O ex-chefe do Sebin insiste em vários momentos da entrevista que tentou reverter esse comportamento, que responde diretamente, segundo diz, a ordens diretas de Maduro: “Eu disse a ele que se deveria humanizar o Sebin”. No entanto, desde que assumiu o cargo até a tentativa de levante de 30 de abril, em que desempenhou um papel fundamental, Figuera tolerou abusos dos serviços de inteligência, como a prisão do jornalista Luis Carlos Díaz e de Roberto Marrero, que servia como chefe de Gabinete de Guaidó. Figuera reconheceu que a prisão ocorreu depois que Maduro ordenou estreitar o cerco ao presidente da Assembleia Nacional. A primeira opção era prender a mãe de Guaidó, mas ao saber que tinha câncer, Marrero se tornou o alvo. Para conseguir sua prisão, agentes do Sebin invadiram sua casa e plantaram armas, segundo confessou Figuera. “Os dois foram processos arbitrários”, admite.
No fim de março, uma pessoa que participava da conspiração para derrubar Maduro, próxima tanto do chavismo quanto da oposição, especialmente de Leopoldo López, se aproximou de Figuera para convencê-lo a participar de um plano que já estava bastante analisado. O chefe do Sebin concordou porque, diz, estava farto da deriva autoritária. Figuera nega que tenha recebido uma indenização do Governo dos Estados Unidos. A operação consistia em conseguir uma sentença judicial do Tribunal Supremo de Justiça –dirigido por Maikel Moreno–, que propiciasse a dissolução da Assembleia Nacional Constituinte e instasse Maduro a convocar eleições. O ministro da Defesa e chefe do Exército, Vladimir Padrino, teria dado sua aprovação, segundo várias pessoas conhecedoras da operação.
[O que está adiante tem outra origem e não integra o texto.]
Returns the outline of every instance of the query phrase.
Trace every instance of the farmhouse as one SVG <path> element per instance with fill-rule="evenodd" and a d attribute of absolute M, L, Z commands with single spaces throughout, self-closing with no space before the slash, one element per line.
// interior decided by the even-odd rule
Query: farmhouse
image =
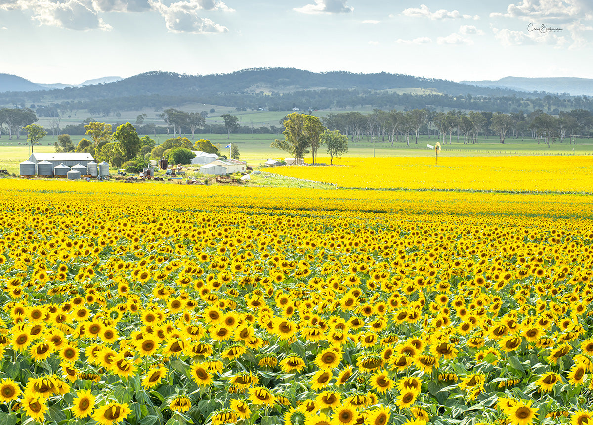
<path fill-rule="evenodd" d="M 243 172 L 247 165 L 245 162 L 237 159 L 218 159 L 200 167 L 203 174 L 225 175 L 234 172 Z"/>
<path fill-rule="evenodd" d="M 192 151 L 192 152 L 196 154 L 196 157 L 192 158 L 192 164 L 205 165 L 218 159 L 218 155 L 216 154 L 208 154 L 202 151 Z"/>

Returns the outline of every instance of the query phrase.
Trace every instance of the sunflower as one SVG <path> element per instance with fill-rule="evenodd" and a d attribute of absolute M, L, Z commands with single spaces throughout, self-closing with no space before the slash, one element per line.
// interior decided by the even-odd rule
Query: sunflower
<path fill-rule="evenodd" d="M 579 410 L 570 416 L 570 425 L 589 425 L 593 423 L 593 412 Z"/>
<path fill-rule="evenodd" d="M 512 407 L 509 408 L 506 414 L 512 424 L 517 425 L 528 425 L 533 422 L 537 416 L 537 410 L 532 408 L 531 400 L 527 403 L 518 402 Z"/>
<path fill-rule="evenodd" d="M 72 414 L 77 418 L 86 417 L 91 414 L 94 405 L 95 397 L 91 390 L 78 391 L 72 401 Z"/>
<path fill-rule="evenodd" d="M 249 410 L 247 404 L 243 400 L 231 400 L 231 410 L 235 412 L 237 416 L 241 419 L 251 417 L 251 411 Z"/>
<path fill-rule="evenodd" d="M 315 373 L 315 375 L 311 378 L 310 381 L 311 389 L 313 391 L 317 391 L 321 388 L 324 388 L 330 385 L 330 380 L 332 377 L 330 370 L 324 370 L 323 369 L 317 370 Z"/>
<path fill-rule="evenodd" d="M 249 400 L 254 404 L 272 405 L 276 402 L 276 397 L 267 388 L 254 386 L 249 389 Z"/>
<path fill-rule="evenodd" d="M 186 412 L 191 407 L 192 400 L 184 395 L 175 397 L 169 403 L 169 408 L 178 412 Z"/>
<path fill-rule="evenodd" d="M 391 415 L 390 410 L 382 405 L 368 412 L 368 416 L 365 421 L 368 425 L 385 425 Z"/>
<path fill-rule="evenodd" d="M 192 379 L 199 386 L 206 386 L 212 383 L 212 376 L 205 365 L 192 365 L 190 369 Z"/>
<path fill-rule="evenodd" d="M 402 409 L 409 407 L 416 401 L 417 395 L 418 394 L 415 391 L 406 389 L 398 396 L 396 404 Z"/>
<path fill-rule="evenodd" d="M 535 381 L 535 385 L 543 392 L 550 392 L 554 388 L 556 382 L 562 382 L 562 378 L 557 373 L 548 372 L 544 373 L 539 379 Z"/>
<path fill-rule="evenodd" d="M 33 419 L 40 422 L 45 420 L 44 414 L 47 410 L 47 405 L 43 398 L 31 393 L 25 393 L 23 398 L 22 408 Z"/>
<path fill-rule="evenodd" d="M 101 425 L 113 425 L 123 420 L 132 413 L 127 403 L 120 404 L 112 401 L 95 409 L 93 418 Z"/>
<path fill-rule="evenodd" d="M 21 394 L 18 384 L 9 378 L 0 381 L 0 401 L 16 400 Z"/>
<path fill-rule="evenodd" d="M 395 382 L 390 379 L 385 372 L 378 371 L 370 378 L 371 385 L 373 389 L 381 394 L 384 394 L 395 386 Z"/>
<path fill-rule="evenodd" d="M 342 361 L 342 352 L 338 349 L 327 349 L 317 354 L 315 364 L 322 370 L 331 370 Z"/>
<path fill-rule="evenodd" d="M 301 372 L 305 368 L 305 360 L 297 354 L 287 356 L 280 362 L 280 367 L 285 373 Z"/>
<path fill-rule="evenodd" d="M 167 375 L 167 369 L 164 366 L 151 368 L 146 373 L 146 376 L 142 379 L 142 386 L 145 388 L 152 388 L 161 382 L 162 378 Z"/>
<path fill-rule="evenodd" d="M 332 423 L 336 425 L 350 425 L 356 423 L 356 410 L 349 405 L 342 405 L 336 409 L 331 416 Z"/>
Figuera diz que ficou sabendo que Maduro preparava um banho de sangue para o 1º de maio e convenceu Leopoldo López a acelerar os planos. “Fui eu quem precipitou isso depois de alertar vários dos envolvidos”, em referência a Moreno e Padrino. A “ambição pessoal” do primeiro e o nervosismo atribuído ao segundo pelas consequências que poderia ter um plano frustrado, são as explicações que Figuera dá sobre sua falta de envolvimento no dia-chave.
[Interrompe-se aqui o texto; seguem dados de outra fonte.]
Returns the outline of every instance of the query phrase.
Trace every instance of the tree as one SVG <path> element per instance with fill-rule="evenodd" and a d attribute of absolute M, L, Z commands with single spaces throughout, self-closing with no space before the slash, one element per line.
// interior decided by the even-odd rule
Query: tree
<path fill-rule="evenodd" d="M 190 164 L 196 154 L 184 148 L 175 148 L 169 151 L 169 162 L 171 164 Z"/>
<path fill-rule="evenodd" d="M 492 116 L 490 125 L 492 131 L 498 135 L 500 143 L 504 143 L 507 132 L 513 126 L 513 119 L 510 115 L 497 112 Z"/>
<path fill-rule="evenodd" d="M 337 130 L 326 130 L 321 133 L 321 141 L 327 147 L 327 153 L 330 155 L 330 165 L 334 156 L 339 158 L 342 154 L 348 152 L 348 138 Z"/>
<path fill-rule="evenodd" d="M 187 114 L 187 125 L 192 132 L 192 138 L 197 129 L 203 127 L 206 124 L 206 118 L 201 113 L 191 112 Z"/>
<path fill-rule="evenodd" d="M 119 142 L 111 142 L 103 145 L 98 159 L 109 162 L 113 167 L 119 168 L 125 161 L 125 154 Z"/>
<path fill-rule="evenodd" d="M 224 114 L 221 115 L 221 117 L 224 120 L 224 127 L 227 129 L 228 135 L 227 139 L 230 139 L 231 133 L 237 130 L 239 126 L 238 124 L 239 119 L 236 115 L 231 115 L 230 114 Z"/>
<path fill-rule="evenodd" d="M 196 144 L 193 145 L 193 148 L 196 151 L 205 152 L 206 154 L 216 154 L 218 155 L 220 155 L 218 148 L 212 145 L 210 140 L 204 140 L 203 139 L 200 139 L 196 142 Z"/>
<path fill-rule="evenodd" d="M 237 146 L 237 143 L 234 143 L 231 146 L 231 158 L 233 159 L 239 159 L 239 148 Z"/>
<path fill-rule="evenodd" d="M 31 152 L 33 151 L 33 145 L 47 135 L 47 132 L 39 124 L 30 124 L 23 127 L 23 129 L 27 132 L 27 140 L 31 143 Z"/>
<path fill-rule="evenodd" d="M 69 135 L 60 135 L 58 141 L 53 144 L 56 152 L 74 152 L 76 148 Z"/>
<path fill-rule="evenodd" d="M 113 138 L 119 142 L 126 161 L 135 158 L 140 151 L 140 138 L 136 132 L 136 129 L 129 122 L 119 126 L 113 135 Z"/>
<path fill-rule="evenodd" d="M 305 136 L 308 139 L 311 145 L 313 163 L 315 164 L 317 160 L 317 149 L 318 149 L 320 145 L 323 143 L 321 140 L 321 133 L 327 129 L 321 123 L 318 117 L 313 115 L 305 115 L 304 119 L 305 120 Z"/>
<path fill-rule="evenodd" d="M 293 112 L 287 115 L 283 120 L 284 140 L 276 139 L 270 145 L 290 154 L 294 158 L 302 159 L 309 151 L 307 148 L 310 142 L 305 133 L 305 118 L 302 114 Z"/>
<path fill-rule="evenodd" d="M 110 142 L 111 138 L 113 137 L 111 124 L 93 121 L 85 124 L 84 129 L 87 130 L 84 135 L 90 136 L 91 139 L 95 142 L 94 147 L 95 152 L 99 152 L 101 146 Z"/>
Treinado em Cuba e na Bielorrússia –“estudei”, ressalta que foi o que fez nos dois países–, Figuera, que antes de dirigir o Sebin fez parte dos serviços de contraespionagem e esteve no círculo próximo de Hugo Chávez, é um dos maiores conhecedores das entranhas do alto comando chavista. Sobre a participação do Governo de Cuba, guarda uma grande cautela e afirma que no anel de segurança de Maduro estão envolvidos duas centenas de cubanos: “Existe um mito por trás de sua presença na Venezuela”.
Figuera tampouco dá maior importância à relação com o Governo de Vladimir Putin e nega que existam paramilitares russos na Venezuela. Sim, admite que a presença da guerrilha colombiana do Exército de Libertação Nacional (ELN) no país é cada vez maior, com o beneplácito de Maduro. “Ninguém no alto comando militar está de acordo com um flerte com a guerrilha”, enfatiza. No caso das dissidências das FARC, o ex-chefe dos serviços de inteligência venezuelanos afirma que tem informações de que o ex-guerrilheiro Jesús Santrich fugiu da Colômbia para a Venezuela para de lá viajar a Cuba.